Tomato ‘laterals’ or side shoots, are the stems that appear in between the stem and a branch. If left to grow, they will become another main stem with branches, flowers, fruit and more sideshoots of their own.
‘Pinching Out’ or removing the sideshoots is recommended because if they are left to grow, the new stem will compete for nutrients with the original plant and the fruit.
If you leave the sideshoots to grow, the tomatoes might be smaller and could be slower to ripen. Pruning tomato sideshoots is really just like thinning the plants.
However you don’t have to prune out sideshoots in every variety of tomato.
Pinching 0ut tomatoes is not essential and some gardeners don’t bother with tomato pruning at all.
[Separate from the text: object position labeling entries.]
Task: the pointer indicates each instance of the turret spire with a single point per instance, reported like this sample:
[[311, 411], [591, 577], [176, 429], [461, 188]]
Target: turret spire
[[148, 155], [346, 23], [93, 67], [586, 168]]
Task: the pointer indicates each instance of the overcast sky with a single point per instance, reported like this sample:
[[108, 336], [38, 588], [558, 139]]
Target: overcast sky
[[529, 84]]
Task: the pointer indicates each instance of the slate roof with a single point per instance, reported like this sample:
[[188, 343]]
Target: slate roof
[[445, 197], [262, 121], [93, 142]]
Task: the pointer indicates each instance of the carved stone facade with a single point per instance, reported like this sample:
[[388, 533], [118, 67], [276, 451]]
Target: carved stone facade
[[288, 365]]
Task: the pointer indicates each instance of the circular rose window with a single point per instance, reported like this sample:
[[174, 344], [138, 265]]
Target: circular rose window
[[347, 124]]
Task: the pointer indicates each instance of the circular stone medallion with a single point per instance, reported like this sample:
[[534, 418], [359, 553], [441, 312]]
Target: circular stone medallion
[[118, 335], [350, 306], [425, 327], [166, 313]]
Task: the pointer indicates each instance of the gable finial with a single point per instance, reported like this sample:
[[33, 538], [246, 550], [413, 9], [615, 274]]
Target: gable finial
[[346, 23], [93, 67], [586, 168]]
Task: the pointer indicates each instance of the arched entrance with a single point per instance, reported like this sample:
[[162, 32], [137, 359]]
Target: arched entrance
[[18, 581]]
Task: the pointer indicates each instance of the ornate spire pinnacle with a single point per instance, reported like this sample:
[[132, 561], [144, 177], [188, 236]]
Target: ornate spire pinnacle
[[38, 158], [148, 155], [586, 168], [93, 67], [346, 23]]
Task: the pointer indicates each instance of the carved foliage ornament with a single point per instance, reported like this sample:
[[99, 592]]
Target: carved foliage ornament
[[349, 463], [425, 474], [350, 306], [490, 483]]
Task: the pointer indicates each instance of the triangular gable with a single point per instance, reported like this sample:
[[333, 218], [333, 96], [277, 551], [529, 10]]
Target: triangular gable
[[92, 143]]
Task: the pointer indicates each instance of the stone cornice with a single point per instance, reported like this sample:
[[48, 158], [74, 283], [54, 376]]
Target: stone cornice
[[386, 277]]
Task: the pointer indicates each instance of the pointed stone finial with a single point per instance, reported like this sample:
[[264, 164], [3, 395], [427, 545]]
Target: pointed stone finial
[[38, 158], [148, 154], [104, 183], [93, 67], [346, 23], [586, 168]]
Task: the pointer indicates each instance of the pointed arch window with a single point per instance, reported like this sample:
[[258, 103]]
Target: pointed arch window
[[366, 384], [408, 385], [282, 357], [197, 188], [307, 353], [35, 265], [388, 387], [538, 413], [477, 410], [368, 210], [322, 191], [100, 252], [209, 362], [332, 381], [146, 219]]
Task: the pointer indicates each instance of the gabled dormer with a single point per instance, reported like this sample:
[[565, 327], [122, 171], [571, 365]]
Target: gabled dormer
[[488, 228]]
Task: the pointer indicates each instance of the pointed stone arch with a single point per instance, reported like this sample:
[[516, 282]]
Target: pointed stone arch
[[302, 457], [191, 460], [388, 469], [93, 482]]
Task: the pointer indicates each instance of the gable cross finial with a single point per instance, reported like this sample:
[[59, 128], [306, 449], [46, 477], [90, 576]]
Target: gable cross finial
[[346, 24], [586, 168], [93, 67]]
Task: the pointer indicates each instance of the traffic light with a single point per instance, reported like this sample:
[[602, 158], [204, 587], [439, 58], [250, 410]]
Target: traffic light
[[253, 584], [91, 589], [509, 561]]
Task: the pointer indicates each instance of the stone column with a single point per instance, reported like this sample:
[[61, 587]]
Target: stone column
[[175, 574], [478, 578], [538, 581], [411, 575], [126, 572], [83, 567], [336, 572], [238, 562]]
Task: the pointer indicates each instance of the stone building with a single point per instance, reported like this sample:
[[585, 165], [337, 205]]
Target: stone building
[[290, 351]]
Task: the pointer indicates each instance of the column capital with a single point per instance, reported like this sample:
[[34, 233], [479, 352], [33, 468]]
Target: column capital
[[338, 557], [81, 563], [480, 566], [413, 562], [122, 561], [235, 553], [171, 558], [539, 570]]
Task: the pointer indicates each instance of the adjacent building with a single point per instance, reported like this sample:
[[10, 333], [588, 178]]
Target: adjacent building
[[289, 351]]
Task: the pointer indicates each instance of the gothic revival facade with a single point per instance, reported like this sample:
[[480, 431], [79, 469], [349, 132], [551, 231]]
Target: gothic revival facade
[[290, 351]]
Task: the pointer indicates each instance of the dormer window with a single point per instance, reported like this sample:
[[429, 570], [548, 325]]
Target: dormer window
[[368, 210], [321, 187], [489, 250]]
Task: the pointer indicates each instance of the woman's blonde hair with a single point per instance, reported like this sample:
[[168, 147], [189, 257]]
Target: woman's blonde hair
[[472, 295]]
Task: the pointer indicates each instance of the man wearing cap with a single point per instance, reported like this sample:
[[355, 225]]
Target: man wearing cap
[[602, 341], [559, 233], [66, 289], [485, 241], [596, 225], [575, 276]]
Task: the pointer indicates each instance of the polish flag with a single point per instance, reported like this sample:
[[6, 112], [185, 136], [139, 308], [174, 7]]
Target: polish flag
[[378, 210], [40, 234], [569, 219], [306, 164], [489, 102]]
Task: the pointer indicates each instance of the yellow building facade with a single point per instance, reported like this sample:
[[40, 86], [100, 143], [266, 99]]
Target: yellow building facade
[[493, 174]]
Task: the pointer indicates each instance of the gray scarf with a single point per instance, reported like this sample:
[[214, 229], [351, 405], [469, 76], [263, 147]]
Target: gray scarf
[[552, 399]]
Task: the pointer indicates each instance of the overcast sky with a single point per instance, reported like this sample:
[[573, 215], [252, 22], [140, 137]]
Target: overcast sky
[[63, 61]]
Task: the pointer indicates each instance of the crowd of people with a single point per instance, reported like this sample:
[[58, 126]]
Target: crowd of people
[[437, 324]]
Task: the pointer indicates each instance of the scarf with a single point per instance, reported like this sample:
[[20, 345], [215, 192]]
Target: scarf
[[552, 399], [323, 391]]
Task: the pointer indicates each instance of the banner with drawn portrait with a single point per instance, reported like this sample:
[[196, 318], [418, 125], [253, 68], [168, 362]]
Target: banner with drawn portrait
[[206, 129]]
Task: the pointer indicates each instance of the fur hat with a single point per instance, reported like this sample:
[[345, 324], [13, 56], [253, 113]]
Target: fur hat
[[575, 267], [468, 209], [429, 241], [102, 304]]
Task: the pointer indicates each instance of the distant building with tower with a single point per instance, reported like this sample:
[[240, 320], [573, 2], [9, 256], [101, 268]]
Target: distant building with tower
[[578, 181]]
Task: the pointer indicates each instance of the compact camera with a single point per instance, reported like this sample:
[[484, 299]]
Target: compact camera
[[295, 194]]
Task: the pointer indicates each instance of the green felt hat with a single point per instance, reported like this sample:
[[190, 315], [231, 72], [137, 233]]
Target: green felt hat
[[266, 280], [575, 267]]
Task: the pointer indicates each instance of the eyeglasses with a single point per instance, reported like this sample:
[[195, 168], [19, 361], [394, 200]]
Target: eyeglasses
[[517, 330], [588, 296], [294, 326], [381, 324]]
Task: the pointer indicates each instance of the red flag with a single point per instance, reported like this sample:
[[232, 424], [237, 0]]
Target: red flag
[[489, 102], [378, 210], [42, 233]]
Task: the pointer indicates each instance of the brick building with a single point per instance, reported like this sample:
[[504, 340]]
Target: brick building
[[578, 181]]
However, most agree that you will get a better yield from tall tomato plants if you do.
It does also depend on the type of tomato plant you are growing.
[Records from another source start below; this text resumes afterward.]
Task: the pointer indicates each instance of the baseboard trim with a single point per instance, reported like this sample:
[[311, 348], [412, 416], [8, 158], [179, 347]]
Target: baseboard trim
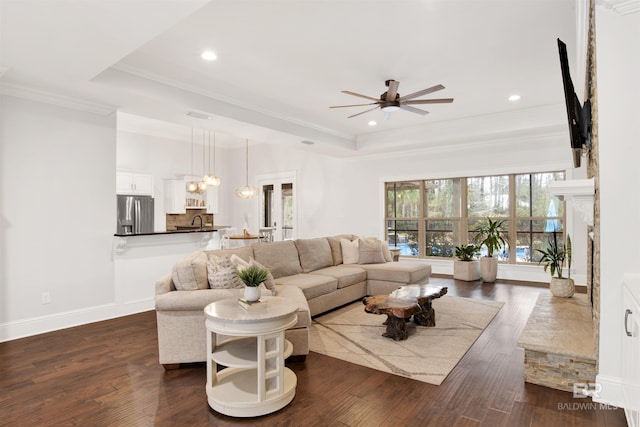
[[67, 319], [612, 393]]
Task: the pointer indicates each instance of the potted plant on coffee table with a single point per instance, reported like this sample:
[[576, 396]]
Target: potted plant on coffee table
[[466, 267], [553, 258], [490, 235], [252, 277]]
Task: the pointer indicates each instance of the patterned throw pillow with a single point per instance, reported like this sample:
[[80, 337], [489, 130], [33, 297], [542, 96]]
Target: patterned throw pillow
[[221, 273], [350, 253], [241, 264]]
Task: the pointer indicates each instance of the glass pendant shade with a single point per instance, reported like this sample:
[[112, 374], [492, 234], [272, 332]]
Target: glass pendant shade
[[247, 192]]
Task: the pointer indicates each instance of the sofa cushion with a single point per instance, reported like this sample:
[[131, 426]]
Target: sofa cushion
[[281, 258], [198, 300], [336, 247], [244, 252], [370, 251], [346, 275], [222, 273], [295, 295], [314, 254], [312, 285], [350, 251], [403, 272], [241, 264], [190, 273]]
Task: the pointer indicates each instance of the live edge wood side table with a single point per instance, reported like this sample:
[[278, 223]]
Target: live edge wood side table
[[401, 304], [250, 344]]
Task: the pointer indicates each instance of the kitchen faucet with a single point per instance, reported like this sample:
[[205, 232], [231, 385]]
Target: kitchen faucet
[[193, 222]]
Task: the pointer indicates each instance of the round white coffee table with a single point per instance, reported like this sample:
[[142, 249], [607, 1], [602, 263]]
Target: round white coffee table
[[249, 343]]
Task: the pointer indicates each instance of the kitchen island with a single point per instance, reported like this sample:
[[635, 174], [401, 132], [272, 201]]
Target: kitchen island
[[140, 259]]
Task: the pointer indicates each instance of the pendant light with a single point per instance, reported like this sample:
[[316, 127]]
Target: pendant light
[[247, 192], [210, 179], [202, 185], [192, 186]]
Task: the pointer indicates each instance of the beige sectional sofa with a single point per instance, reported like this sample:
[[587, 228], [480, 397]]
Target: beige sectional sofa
[[310, 272]]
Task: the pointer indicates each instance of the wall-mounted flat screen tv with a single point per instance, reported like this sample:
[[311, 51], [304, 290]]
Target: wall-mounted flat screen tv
[[579, 116]]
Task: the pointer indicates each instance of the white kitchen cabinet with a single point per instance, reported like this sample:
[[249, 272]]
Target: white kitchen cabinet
[[134, 183], [631, 350], [175, 195]]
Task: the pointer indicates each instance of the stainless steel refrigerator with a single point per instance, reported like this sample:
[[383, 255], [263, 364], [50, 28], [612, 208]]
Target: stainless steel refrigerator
[[135, 214]]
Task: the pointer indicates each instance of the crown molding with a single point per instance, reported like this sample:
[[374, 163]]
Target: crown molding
[[622, 7], [46, 97], [128, 69]]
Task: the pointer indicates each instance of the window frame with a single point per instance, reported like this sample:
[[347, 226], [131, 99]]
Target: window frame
[[464, 220]]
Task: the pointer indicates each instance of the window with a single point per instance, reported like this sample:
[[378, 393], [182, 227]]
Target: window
[[428, 218]]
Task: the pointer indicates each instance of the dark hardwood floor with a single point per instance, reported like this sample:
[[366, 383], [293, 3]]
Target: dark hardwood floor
[[107, 374]]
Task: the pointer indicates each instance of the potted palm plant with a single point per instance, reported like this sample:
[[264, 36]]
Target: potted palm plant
[[252, 277], [490, 235], [466, 267], [553, 258]]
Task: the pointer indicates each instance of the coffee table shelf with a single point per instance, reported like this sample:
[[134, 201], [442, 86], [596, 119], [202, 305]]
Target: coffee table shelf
[[250, 346]]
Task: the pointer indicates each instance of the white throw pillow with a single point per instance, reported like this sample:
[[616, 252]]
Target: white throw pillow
[[370, 251], [350, 251], [221, 273], [241, 264]]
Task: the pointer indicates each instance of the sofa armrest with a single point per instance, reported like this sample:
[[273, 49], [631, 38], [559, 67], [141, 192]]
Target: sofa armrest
[[164, 285]]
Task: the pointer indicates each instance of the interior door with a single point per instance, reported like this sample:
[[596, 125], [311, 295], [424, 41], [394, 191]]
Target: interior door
[[278, 208]]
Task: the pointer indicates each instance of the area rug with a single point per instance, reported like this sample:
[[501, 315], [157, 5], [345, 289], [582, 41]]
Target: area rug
[[428, 354]]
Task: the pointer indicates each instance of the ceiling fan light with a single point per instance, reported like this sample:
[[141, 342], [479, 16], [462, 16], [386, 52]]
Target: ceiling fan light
[[390, 108]]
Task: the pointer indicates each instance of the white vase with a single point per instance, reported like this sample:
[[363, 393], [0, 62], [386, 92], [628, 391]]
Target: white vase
[[468, 271], [489, 269], [563, 288], [252, 293]]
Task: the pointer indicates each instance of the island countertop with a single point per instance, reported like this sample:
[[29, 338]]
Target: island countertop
[[156, 233]]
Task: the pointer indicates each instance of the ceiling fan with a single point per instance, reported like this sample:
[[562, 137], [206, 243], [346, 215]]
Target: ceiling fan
[[391, 100]]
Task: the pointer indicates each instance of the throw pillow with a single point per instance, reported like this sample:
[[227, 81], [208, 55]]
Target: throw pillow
[[241, 264], [221, 273], [270, 283], [370, 252], [388, 256], [350, 253], [190, 273]]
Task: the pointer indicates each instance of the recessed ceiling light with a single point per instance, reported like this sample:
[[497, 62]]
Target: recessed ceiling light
[[209, 55], [198, 115]]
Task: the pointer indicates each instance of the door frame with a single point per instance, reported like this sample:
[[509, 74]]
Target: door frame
[[278, 178]]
As a rule of thumb, vine or cordon tomatoes (also known as indeterminate) will need pinching out whilst bush or tumbler tomatoes (also known as determinate) do not.
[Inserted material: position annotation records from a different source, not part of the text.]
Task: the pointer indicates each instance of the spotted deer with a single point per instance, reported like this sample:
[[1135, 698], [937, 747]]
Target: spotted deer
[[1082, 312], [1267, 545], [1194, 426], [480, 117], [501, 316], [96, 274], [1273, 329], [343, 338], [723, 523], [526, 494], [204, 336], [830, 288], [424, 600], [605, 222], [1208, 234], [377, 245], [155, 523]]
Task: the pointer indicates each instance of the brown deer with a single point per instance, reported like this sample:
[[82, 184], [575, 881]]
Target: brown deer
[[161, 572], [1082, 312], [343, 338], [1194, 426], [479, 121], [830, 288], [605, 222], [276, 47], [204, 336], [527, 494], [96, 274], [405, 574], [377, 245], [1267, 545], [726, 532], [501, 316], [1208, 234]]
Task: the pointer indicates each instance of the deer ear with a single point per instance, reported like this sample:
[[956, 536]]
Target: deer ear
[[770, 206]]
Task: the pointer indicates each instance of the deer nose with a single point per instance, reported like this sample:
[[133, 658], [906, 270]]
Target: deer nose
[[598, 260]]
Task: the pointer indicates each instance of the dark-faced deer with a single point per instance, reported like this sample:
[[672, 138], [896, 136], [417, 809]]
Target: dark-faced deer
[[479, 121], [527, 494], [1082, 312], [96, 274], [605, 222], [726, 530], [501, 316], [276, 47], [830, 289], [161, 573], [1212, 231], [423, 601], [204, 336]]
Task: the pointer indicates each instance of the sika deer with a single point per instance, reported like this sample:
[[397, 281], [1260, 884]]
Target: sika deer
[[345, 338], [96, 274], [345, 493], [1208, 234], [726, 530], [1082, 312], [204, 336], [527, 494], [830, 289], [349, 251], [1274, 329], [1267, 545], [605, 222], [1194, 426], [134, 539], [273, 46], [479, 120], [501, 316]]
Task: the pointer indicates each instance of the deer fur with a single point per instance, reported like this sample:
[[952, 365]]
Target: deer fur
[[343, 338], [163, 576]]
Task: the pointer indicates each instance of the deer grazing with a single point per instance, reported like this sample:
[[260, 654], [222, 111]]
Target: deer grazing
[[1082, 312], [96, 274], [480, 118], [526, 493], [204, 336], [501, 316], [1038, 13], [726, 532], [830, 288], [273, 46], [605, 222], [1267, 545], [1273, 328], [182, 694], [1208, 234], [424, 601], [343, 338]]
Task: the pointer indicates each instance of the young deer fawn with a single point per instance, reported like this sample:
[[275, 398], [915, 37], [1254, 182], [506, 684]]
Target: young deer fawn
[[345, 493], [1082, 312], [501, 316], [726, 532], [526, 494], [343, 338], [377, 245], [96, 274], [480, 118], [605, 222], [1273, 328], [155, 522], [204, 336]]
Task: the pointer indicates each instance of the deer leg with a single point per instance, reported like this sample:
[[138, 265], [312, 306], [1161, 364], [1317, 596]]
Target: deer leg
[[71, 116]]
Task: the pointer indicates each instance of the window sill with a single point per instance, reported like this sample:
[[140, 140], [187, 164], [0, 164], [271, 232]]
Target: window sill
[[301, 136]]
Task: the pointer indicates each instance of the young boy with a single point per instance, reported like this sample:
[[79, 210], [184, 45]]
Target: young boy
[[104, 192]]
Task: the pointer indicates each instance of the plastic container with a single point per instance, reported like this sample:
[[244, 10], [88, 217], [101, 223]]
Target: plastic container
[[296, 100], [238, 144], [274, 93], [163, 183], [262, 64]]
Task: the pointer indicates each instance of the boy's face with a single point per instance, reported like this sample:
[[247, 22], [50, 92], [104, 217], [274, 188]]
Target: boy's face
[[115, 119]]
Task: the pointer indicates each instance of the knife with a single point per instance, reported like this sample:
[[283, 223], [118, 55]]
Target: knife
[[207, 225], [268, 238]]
Indeterminate tomato plants can get extremely large and will keep producing tomatoes all season, so they can handle the pruning. If you leave all the suckers to grow, the plant will favour the growth of more stems rather than ripening the fruit. Regularly pinching out of tomato side shoots will concentrate the plant’s energy into producing fruit.
This is a photo of the Gardener’s Delight variety I am growing in a window. You can see the side shoot has become bigger than the actual stem, it should have been removed.
As long as you have a strong main stem, you can leave a few sideshoots on the plant.
Some gardeners only pinch out everything below the first flower cluster, while others leave a couple of sideshoots on the lower portion of the plant.
I am told that tomato pruning is more trial and error than precision, I am still learning.